Main content of the website

  • font size:A
  • A
  • A

Our History

Canadian Pacific Railroad

Manitoba's cottage communities were built by the railroads. In 1901, Sir William Whyte of the Canadian Pacific Railroad purchased 330 acres on the west shore for $3,000. In June 1903, the first Winnipeg Beach train brought up vacationers to their new summer paradise. By 1912, 10 trains took 40,000 vacationers to the beach each weekend.

For beach fanciers like Val Werier, the easy access made it possible to take a vacation on a shoestring budget. "A couple of friends and I when we were 15 decided we were going to go on a vacation to the lake, said Werier. "The lake meant Winnipeg Beach. So what did we do? We had no money. We got a bell tent and all our belongings and groceries, went on a streetcar went to the CPR station, got on a CPR train and went to Winnipeg Beach.

There we camped on a field opposite the station." According to cottager Frances Russell, the train was a very big factor in the early development of the beach community. "In fact," she said, "the rhythm of beach communities circulated or revolved around the train. 

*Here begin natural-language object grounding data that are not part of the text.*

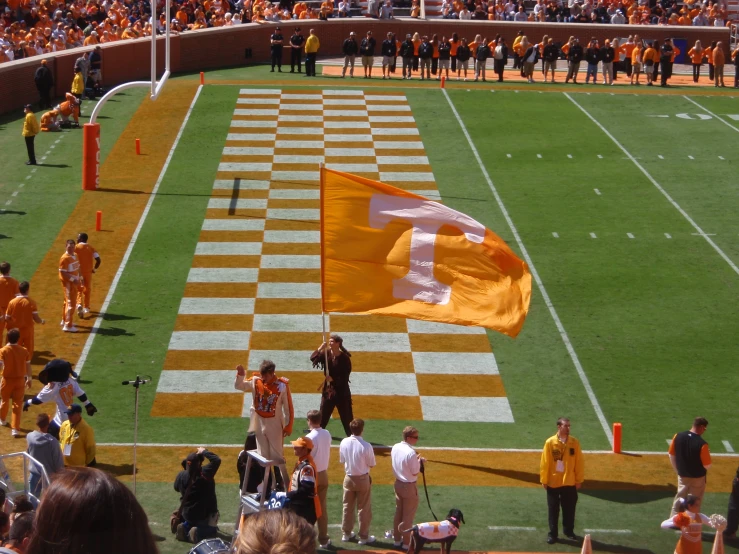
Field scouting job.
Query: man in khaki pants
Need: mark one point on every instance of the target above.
(358, 457)
(406, 467)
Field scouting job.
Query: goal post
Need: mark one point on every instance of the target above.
(91, 130)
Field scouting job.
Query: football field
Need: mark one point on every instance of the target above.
(623, 205)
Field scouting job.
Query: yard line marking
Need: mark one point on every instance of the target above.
(669, 198)
(98, 321)
(709, 112)
(560, 327)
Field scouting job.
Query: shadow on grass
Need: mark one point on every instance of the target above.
(613, 491)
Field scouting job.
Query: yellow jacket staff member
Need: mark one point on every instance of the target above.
(77, 439)
(561, 473)
(31, 128)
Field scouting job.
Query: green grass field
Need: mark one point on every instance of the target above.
(625, 206)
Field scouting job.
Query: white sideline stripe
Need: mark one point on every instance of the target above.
(294, 194)
(475, 363)
(233, 225)
(280, 261)
(709, 112)
(292, 236)
(114, 285)
(547, 300)
(387, 447)
(228, 249)
(252, 203)
(197, 381)
(220, 306)
(720, 252)
(209, 340)
(228, 184)
(222, 275)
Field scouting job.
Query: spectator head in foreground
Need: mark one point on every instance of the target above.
(276, 532)
(88, 510)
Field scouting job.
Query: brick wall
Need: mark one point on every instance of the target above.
(225, 47)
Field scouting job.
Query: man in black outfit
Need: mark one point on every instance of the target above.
(296, 45)
(276, 41)
(44, 82)
(336, 392)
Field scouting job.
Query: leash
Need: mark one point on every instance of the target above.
(423, 474)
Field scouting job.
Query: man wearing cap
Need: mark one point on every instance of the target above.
(271, 414)
(275, 42)
(312, 44)
(296, 45)
(44, 81)
(31, 128)
(302, 494)
(350, 49)
(77, 439)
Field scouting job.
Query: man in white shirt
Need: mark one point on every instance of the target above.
(321, 453)
(406, 464)
(358, 457)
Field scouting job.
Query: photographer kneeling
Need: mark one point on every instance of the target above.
(198, 503)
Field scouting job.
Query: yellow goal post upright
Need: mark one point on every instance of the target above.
(91, 130)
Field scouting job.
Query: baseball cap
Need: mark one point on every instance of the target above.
(303, 442)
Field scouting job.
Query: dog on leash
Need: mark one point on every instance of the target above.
(444, 532)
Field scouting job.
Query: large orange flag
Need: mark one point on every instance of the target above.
(388, 251)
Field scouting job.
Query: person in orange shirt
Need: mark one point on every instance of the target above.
(15, 362)
(86, 254)
(8, 291)
(69, 275)
(21, 314)
(696, 58)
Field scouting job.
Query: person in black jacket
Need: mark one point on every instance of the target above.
(406, 52)
(574, 57)
(463, 58)
(500, 58)
(350, 49)
(389, 51)
(44, 82)
(296, 47)
(481, 59)
(550, 55)
(199, 505)
(425, 53)
(607, 55)
(367, 50)
(592, 56)
(665, 61)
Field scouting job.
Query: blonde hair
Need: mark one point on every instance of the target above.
(276, 532)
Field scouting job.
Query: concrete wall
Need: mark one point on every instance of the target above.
(213, 48)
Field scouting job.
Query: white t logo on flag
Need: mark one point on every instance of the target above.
(427, 217)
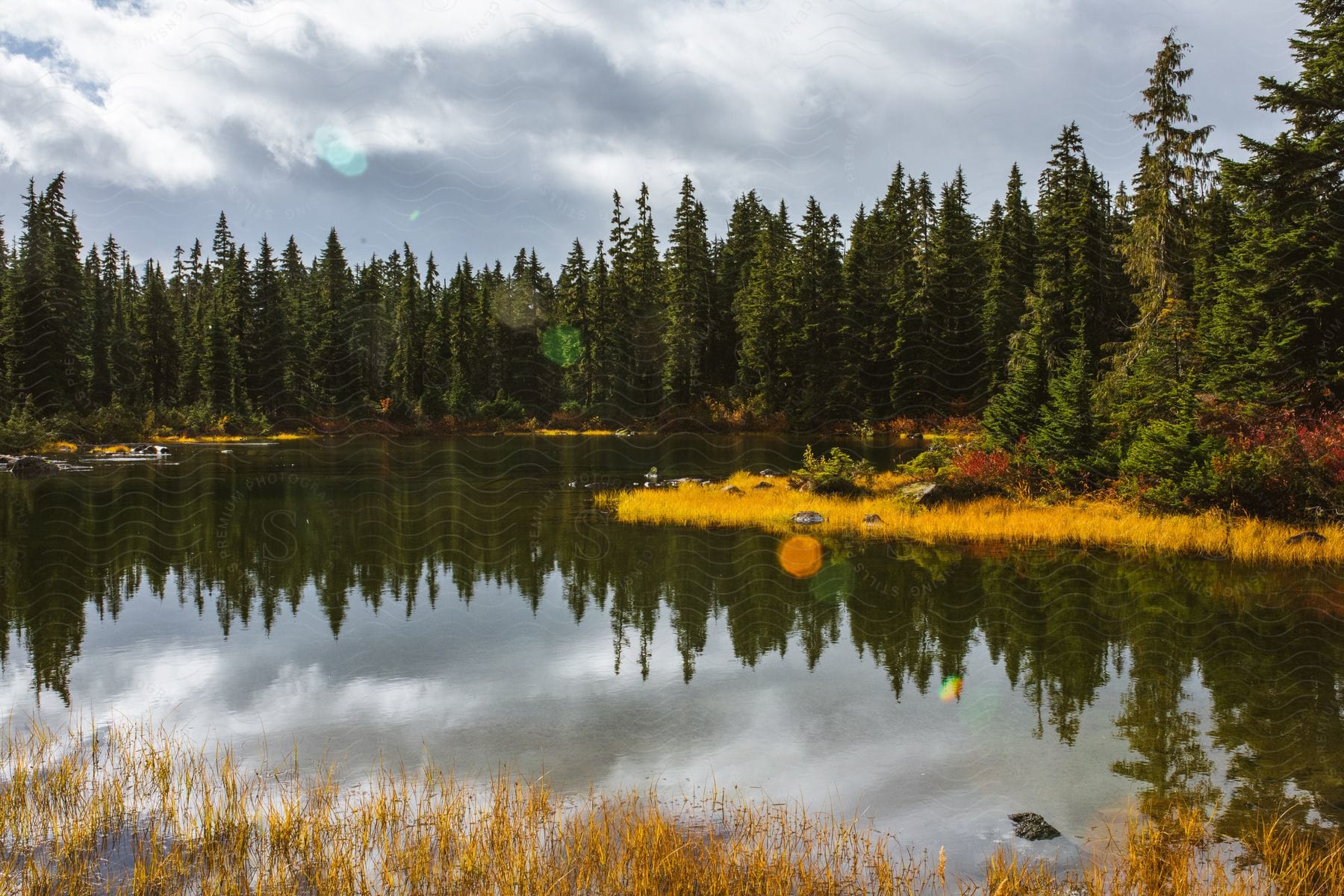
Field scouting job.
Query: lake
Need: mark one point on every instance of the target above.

There was a 7:20 train that used to take the daddies into work and the same train would come back out, it was called the 5:20. It would arrive on the beaches on the West Side around 7:00 at night, just in time for them to have a swim and a drink before dinner. Then there was the other train known as the moonlight special. There was a moonlight special on both sides of the lake Saturday with a train that left Winnipeg about 6:00 at night. It was for the partygoers, the people that would come up to use the big dance pavilions at both Winnipeg Beach and Grand Beach. It would leave at midnight. It would blow its whistle at 11:45 to tell everybody to get to the train station because if you missed it you were on the beach until the next morning because there was no other train coming back out."

Werier also has fond memories of the Moonlight Special. "You'd go there about 6:30 come back at 12 and they packed them in. You'd go to the dance there and at that time it was really an attractive place. They had a fine ballroom. It was considered one of the best in western Canada . Good hardwood floors. You paid your nickel and you had your dance… And people stood around a balustrade and railing around the dance floor to watch who was on the dance floor and who was dancing with who and what songs were being played."

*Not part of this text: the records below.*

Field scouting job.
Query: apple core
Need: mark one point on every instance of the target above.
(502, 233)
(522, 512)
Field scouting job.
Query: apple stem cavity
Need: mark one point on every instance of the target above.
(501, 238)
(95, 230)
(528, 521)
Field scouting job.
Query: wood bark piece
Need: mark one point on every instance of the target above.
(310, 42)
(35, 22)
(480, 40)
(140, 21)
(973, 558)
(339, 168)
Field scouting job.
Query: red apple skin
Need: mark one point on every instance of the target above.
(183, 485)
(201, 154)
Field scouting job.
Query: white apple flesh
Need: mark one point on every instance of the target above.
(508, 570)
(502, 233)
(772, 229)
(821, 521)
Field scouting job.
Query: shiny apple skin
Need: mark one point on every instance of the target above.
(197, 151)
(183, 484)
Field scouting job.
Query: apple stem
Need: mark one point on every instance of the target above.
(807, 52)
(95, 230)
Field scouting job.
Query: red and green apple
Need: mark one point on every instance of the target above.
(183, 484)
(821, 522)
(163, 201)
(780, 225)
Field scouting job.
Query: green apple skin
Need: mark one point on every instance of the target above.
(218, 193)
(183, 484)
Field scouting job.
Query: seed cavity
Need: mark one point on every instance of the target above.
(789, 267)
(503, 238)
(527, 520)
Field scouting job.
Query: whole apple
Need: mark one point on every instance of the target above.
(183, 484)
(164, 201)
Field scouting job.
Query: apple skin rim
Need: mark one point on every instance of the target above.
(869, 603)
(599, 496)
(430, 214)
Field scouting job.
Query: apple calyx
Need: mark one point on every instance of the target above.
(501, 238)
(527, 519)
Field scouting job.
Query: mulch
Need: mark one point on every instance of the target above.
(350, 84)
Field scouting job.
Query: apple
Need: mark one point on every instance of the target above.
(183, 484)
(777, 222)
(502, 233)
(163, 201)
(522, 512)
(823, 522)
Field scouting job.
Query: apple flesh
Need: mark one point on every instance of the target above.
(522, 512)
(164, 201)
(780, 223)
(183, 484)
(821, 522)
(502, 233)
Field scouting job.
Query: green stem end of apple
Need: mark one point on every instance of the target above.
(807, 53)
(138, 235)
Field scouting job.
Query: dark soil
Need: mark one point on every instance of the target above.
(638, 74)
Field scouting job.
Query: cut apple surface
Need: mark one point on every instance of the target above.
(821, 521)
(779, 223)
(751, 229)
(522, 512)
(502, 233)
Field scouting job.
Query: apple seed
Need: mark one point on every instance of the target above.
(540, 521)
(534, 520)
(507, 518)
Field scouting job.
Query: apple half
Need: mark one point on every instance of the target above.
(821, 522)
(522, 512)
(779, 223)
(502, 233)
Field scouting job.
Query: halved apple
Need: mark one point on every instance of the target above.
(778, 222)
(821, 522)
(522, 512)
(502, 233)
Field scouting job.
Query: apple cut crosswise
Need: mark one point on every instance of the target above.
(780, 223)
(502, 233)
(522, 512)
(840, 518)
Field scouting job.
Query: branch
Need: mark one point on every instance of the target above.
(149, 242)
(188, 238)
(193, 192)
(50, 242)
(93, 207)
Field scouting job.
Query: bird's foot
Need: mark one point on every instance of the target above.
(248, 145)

The train was a part of the romantic era of the beaches. But the advance of the automobile made the railroads obsolete. "As the auto advanced, the train retreated," Russell. "The very last trains to go virtually were the moonlight specials. Then at the same time, the dance hall craze, that faded too. And the dance pavilions, the one at Winnipeg Beach was made into a roller rink, the one at Grand Beach just burned down. It was never rebuilt."